Two local duets of different moods, the silly and charming Pedestrian Crossing (3 minutes), choreographed by Eric Garcia and Kat Cole for Detour Dance, and the 6-minute, calmly intense Veronica & Vincent, choreographed and directed by Amy Seiwert, reflect two relationships, both problematic and both in the outdoors, which adds its own tacit commentary. Pedestrian Crossing offers the happier dilemmas; Veronica & Vincent (danced by Brandon “Private” Freeman and Andrea Basile) is filled with regrets; both are eloquently choreographed and performed.

Three of the longer pieces, meaning between 10 and 16 minutes, were amazingly original. From Sweden, Outside In muses on filmmaking’s artifice; directors Tove Skeidsvoll and Petrus Sjovik place the exquisite white-clad contemporary dancer in a movie studio’s white, birch forest setting, her movements continually interrupted by intrusive black-clad production people, measuring and fussing. Ultimately, she can take no more; she escapes, out the door, to a wonderful — and private — snowscape. We can feel the fresh air and freedom. The Time it Takes, from the U.K., recorded in the Outer Hebrides, gives the sense of interrupting a novel. Compositionally, it’s stunning, with the dancers’ costumes accentuating and reflecting the saturated color of the glens, skies and water, and their movements leaving you wanting to know more. Katrina McPherson directed; the choreography is uncredited.
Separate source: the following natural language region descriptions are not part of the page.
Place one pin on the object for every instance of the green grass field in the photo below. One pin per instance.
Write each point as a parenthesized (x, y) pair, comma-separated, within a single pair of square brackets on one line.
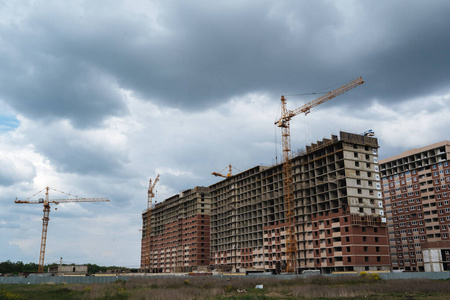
[(317, 287)]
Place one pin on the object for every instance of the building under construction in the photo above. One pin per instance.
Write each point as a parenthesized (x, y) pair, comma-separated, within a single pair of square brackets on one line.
[(339, 214), (177, 239), (416, 187)]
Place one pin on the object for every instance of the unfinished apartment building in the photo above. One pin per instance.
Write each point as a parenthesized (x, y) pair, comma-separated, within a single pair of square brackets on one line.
[(416, 188), (178, 240), (340, 222)]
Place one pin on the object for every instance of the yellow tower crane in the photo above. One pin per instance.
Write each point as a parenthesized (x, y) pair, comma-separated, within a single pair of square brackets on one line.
[(229, 174), (150, 196), (46, 202), (283, 122)]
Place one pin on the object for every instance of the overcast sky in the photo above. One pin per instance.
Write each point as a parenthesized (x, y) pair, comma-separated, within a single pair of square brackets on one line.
[(96, 97)]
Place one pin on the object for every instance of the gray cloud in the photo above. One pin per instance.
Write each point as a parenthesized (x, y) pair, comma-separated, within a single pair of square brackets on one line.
[(70, 64)]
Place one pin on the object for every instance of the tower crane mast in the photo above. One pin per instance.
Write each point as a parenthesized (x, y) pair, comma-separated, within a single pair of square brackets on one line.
[(46, 202), (284, 123), (150, 196)]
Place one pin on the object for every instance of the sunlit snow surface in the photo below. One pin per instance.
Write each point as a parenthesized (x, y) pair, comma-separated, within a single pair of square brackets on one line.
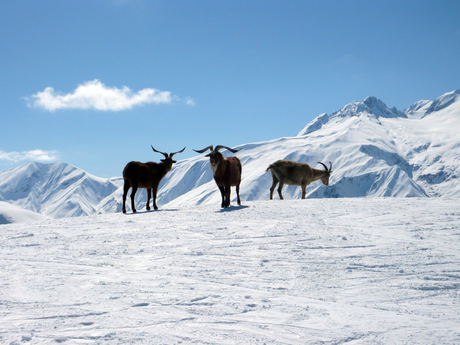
[(315, 271)]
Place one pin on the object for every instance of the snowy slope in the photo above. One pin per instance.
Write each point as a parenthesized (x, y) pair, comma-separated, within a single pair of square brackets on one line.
[(56, 190), (376, 151), (13, 214), (318, 271)]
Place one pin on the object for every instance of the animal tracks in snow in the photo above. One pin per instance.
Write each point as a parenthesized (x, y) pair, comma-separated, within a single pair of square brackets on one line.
[(282, 272)]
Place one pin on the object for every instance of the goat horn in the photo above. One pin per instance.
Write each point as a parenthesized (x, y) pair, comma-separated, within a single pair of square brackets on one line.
[(173, 153), (205, 149), (164, 153), (325, 167), (218, 147)]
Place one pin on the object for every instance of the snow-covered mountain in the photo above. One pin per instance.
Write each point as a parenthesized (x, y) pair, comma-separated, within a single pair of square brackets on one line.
[(58, 190), (14, 214), (375, 151)]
Out of Chicago comes Fanfare for Marching Band, a jaunty line-dancing trek through a park, a bank, a railway station and a supermarket by Mucca Pazza, “a circus punk marching band” choreographed by Peter Carpenter. Their quickstepping interruptions fail to stir the stock-still citizenry. This was intended to stand for the impact of the recession. Mucca Pazza could solve a recession, or at least eradicate depression, single-footedly. Ben Bernanke, send in the clowns!
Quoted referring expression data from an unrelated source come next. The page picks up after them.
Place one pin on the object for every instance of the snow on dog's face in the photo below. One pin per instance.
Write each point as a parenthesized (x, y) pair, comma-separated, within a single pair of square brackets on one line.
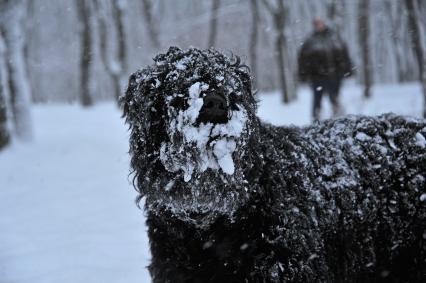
[(191, 114)]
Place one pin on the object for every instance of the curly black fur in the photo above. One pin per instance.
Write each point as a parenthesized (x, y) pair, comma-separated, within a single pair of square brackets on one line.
[(340, 201)]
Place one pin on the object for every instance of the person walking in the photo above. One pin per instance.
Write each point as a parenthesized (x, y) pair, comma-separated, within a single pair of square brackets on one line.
[(324, 62)]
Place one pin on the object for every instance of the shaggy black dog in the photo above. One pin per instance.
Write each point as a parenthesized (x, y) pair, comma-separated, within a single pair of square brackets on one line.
[(231, 199)]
Space permits only cursory mention of Saturday’s shorts, equally fine. Kate Duhamel scored another local triumph with Lion – Night and Day, a study in dark and light full of angles and virtuosity, danced and largely improvised by Garen Scribner and Sergio Benvindo, of the San Francisco Ballet and Zhukov Ballet respectively. Inmates Rising, a 3-minute, 48-second live recording of incarcerated men and women in a San Francisco jail in Debbie Allen’s choreography for the international One Billion Rising movement, against sexual oppression and violence, earlier this year. Cast testimony was as impassioned and powerful as the choreography; the project (with uncredited crew) has led to other dance-related activities in local jails.
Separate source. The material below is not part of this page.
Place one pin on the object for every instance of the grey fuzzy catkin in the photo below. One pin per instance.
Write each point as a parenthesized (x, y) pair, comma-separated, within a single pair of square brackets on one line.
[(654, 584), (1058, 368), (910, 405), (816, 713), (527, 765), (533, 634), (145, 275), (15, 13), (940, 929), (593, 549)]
The evening’s big event, not part of the competition, was the 3D version of Matthew Bourne’s Swan Lake, set to the Tchaikovsky score and best known for its gender-crashing swans. I never saw it onstage, but the movie makes me eager to. It was a wonderful example of the glories of dance on film: completely satisfying, hilarious, sensitive and gorgeous, not to mention outrageous. In the Delancey Screening Room, it seemed to fly off the screen. Filmed in 2011 at Sadlers’ Wells in London (and broadcast there by Sky TV), directed by Ross McGibbon, the 3D is sometimes as disconcerting as the plotline. What it does beautifully is limn Bourne’s choreography, particularly for the male swans in their feathered pantaloons, and bring home the energy — the sound picks up the dancers’ panting, the camera their sweat — as well as every nuanced move of Richard Winsor, superb as the Swan/Stranger. Bourne simultaneously plays tribute to, pokes fun at, and inverts aspects of the time-honored Petipa/Ivanov set pieces for corps and principals. What a treat to get a close-up of this mastermind’s gifts.